American actor (1907–1991)

John Herrick McIntire (June 27, 1907 – January 30, 1991) was an American character actor who appeared in 65 theatrical films and many television series. McIntire is well known for having replaced Ward Bond, upon Bond's sudden death in November 1960, as the star of NBC's Wagon Train. He played Christopher Hale, the leader of the wagon train (and successor to Bond's character, Seth Adams) from early 1961 to the end of the series in 1965. He also replaced Charles Bickford, upon Bickford's death in 1967, as ranch owner Clay Grainger (brother of Bickford's character) on NBC's The Virginian for four seasons.

==Early years==
John McIntire was born in Spokane, Washington, the son of Byron Jean McIntire and Chastine Uretta Herrick McIntire. He was of Irish descent. He grew up primarily in Eureka, Montana, around ranchers, an experience that later inspired his performances in dozens of film and television westerns. Later, he lived in Santa Monica, California.

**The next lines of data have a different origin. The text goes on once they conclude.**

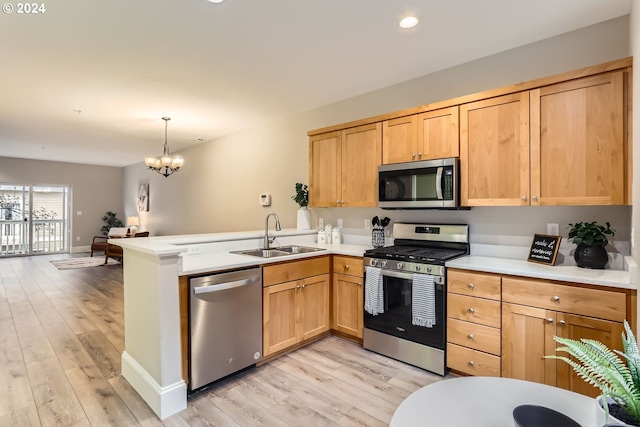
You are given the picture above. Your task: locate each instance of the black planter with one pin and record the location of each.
(591, 256)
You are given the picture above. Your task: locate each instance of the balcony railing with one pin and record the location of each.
(48, 236)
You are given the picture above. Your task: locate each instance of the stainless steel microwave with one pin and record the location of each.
(419, 185)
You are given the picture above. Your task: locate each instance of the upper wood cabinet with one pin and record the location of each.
(425, 136)
(562, 144)
(343, 167)
(578, 142)
(494, 151)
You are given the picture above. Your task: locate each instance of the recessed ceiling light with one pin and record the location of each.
(408, 22)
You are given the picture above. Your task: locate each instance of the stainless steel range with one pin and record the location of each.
(405, 293)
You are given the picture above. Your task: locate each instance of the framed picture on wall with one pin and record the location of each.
(143, 197)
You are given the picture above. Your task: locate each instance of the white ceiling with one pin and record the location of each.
(88, 81)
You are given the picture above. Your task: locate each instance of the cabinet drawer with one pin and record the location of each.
(353, 266)
(482, 285)
(472, 335)
(477, 310)
(609, 305)
(294, 270)
(472, 362)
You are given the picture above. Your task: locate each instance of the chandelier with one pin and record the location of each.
(165, 165)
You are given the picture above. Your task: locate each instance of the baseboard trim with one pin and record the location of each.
(164, 401)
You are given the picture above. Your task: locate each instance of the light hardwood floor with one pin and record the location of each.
(62, 333)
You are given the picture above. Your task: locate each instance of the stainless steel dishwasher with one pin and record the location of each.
(225, 324)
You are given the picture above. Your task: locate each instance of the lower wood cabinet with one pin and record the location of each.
(534, 311)
(348, 296)
(298, 308)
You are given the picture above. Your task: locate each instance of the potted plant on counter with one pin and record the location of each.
(302, 199)
(591, 240)
(617, 379)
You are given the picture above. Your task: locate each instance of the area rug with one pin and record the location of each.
(83, 262)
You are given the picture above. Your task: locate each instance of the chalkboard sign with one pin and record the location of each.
(544, 249)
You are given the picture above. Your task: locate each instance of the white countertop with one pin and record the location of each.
(614, 278)
(200, 253)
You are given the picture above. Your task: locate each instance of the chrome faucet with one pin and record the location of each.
(267, 240)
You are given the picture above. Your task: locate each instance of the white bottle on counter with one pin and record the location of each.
(335, 236)
(327, 232)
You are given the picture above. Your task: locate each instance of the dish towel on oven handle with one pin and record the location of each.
(373, 293)
(423, 300)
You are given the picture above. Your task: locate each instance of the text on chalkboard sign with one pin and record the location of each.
(544, 249)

McIntire studied at the University of California for two years before dropping out.

==Career==
McIntire began acting on radio in Tarzan and the Diamond of Asher and he met his future wife Jeanette Nolan through their work on radio programs. McIntire played the title role in a Los Angeles radio station's production of The Adventures of Bill Lance and was the first actor to play the title role in the CBS radio drama Crime Doctor. He played Jack Packard in I Love a Mystery and Peter Carter in the radio version of The Lineup. He worked on many episodes of Suspense from the early 1940s. He was the narrator for the radio programs Lincoln Highway and The March of Time. He can be heard on an episode of the radio version of Gunsmoke on CBS portraying Miss Kitty's estranged father.

He was active in the theatre, before he embarked on a lengthy film and television career as a character actor. He was already 40 when he made his big-screen debut in 1947 in the movie The Hucksters, but went on to appear in films, often portraying police figures, doctors, judges, eccentric loners or other western characters.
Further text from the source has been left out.